Então, uma justa e libertadora relação de gêneros é caminho e método de espiritualidade cristã. Ainda no século XVI, no relato da sua vida, Santa Teresa revela o que, naquele tempo soava estranho e ela expressa como um segredo: “que no es otra cosa oración mental, a mi parecer, sino tratar de amistad, estando muchas veces tratando a solas con quien sabemos nos ama” (Vida 8,5). Isso significa que Santa Teresa compreende a oração como uma relação de amizade. Refere-se aí a “amizade com Deus, ou com Jesus”. Nessa relação, ela usa algumas imagens afetivas e até mesmo eróticas. A linguagem é tal que mereceu que a Inquisição se preocupasse com ela e lhe movesse sete inquéritos ou investigações do Tribunal. Por quê? Pelo fato dela expressar na oração sua feminilidade. No mundo antigo, as abadessas do deserto e muitas santas eram educadas para se expressar no masculino e usar para a espiritualidade imagens masculinas. Na oração, Teresa ousou propor uma relação de gêneros. Aliás, viveu uma amizade afetuosa com São João da Cruz e outros irmãos, como Graziano. Essa corrente de mística nupcial e mesmo erótica se encontra nas místicas beguinas do norte da Europa (séculos XIII e XIV), malvistas pela hierarquia e algumas delas perseguidas e até martirizadas. É um elemento central na espiritualidade de mulheres como Hildegardis de Bingen (século XI) e Catarina de Sena (século XIV), mulheres, hoje, reconhecidas pelos papas como “doutoras da Igreja”. Do mesmo modo, no Islã, foi uma mulher, a mística medieval Rabbia Al Adawiya (701-801), que deu à espiritualidade muçulmana uma dimensão de relação de intimidade nupcial com o amor divino. Ela fez os muçulmanos se recordarem de um dito atribuído ao profeta Muhamad: “Três coisas no mundo me foram dadas por ti e se tornaram dignas de amor: as mulheres, o perfume e a oração”. É importante observar que, nesse dito do profeta, a oração é citada como terceiro ponto na relação com Alá.

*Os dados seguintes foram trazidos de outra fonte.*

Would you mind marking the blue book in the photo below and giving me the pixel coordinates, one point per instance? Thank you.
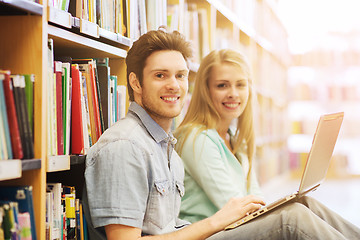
(24, 196)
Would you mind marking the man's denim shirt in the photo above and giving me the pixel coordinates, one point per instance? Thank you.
(134, 177)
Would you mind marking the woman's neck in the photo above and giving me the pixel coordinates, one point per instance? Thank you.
(224, 134)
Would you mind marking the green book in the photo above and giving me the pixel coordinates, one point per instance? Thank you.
(29, 93)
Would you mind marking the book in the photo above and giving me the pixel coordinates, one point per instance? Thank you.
(98, 99)
(24, 225)
(24, 196)
(77, 129)
(22, 115)
(55, 189)
(103, 74)
(4, 125)
(29, 93)
(12, 117)
(51, 106)
(112, 99)
(59, 107)
(121, 101)
(85, 66)
(49, 215)
(66, 85)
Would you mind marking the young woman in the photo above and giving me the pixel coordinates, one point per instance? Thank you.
(216, 142)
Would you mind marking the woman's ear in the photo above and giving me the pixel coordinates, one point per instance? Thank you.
(134, 83)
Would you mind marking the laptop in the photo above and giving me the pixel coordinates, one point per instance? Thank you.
(316, 167)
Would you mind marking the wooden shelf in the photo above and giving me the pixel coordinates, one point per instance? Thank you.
(71, 44)
(20, 7)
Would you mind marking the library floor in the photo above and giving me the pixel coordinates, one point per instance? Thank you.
(340, 195)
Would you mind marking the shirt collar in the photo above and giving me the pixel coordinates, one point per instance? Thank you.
(150, 125)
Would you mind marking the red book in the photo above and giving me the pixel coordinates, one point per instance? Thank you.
(95, 100)
(77, 134)
(59, 107)
(12, 117)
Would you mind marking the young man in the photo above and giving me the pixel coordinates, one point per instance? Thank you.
(134, 178)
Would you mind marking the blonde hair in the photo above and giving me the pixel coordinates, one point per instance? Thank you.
(202, 113)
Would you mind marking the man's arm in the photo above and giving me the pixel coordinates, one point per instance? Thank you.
(234, 209)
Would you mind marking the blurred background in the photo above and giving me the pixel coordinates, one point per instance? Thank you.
(305, 58)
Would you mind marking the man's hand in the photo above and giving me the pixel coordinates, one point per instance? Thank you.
(235, 209)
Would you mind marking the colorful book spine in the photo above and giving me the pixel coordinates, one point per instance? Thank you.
(12, 117)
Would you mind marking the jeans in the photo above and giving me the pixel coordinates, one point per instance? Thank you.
(304, 219)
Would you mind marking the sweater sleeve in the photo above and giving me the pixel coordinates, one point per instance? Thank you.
(213, 167)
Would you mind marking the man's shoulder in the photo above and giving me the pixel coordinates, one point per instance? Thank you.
(128, 129)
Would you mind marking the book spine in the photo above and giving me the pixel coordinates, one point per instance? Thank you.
(12, 118)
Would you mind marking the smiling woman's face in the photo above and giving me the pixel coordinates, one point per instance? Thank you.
(229, 91)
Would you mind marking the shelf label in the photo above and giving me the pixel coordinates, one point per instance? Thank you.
(89, 28)
(10, 169)
(59, 17)
(58, 163)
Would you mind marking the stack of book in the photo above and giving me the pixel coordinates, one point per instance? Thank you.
(16, 115)
(84, 100)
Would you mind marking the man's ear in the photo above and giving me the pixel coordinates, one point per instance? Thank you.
(134, 83)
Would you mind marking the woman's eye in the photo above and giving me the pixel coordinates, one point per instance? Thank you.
(159, 75)
(182, 76)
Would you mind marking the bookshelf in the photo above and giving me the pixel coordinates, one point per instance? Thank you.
(24, 49)
(26, 27)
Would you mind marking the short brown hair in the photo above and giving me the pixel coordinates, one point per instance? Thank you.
(149, 43)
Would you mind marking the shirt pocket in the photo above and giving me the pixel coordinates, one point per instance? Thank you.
(180, 193)
(160, 204)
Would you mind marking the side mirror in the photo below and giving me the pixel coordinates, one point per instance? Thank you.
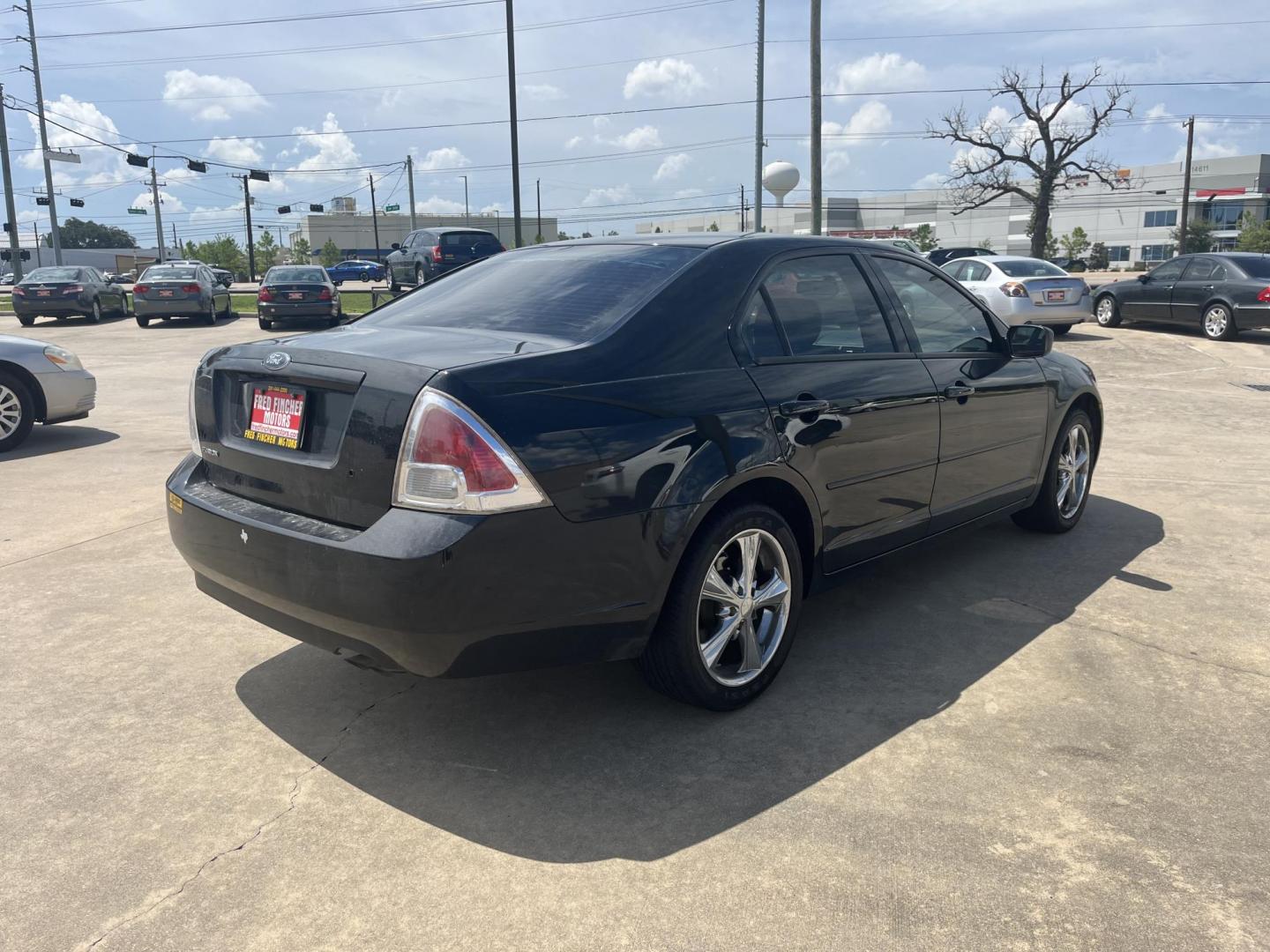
(1030, 340)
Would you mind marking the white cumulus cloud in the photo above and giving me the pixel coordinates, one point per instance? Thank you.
(879, 71)
(672, 167)
(210, 97)
(669, 78)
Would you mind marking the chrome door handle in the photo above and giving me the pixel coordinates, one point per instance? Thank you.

Para nós, do século XXI, essa compreensão humana da espiritualidade é importante. Ela vai além do mundo cristão. Expressa-se na proposta de autores como Marià Corbì, que denomina a espiritualidade como “qualidade humana profunda”. Também Ken Wilber, filósofo norte-americano, compreende a espiritualidade como “visão integral”. É um processo existencial que nos faz passar de um estado egoico a outro mais etnocêntrico e finalmente a uma postura de tipo cosmocêntrica. Se essa forma de compreender a espiritualidade humana e ecumênica é correta, então, um dos critérios básicos e essenciais para que esse processo seja vivido é justamente “o reconhecimento e a valorização da plena humanidade, tanto do homem, como, em uma cultura patriarcal, da mulher”. Por falar em cultura patriarcal, a religião sempre é um elemento da cultura. Por isso, durante a história, na maioria das vezes e por séculos, as hierarquias religiosas ignoraram ou propositalmente negaram essa preocupação de justiça no reconhecimento da dignidade da mulher e de uma justa relação de gêneros. Até hoje, vivemos isso na Igreja Católica e em algumas Igrejas Cristãs. Ao manter os ministérios ordenados como privilégio masculino e ao exercê-los de forma patriarcal, as Igrejas não apenas fazem uma leitura fundamentalista de textos bíblicos. Cometem um pecado que é social (pecam contra a justiça), mas principalmente testemunham uma postura antiespiritual e abafam “o que o Espírito diz hoje às Igrejas” (Ap 2, 5).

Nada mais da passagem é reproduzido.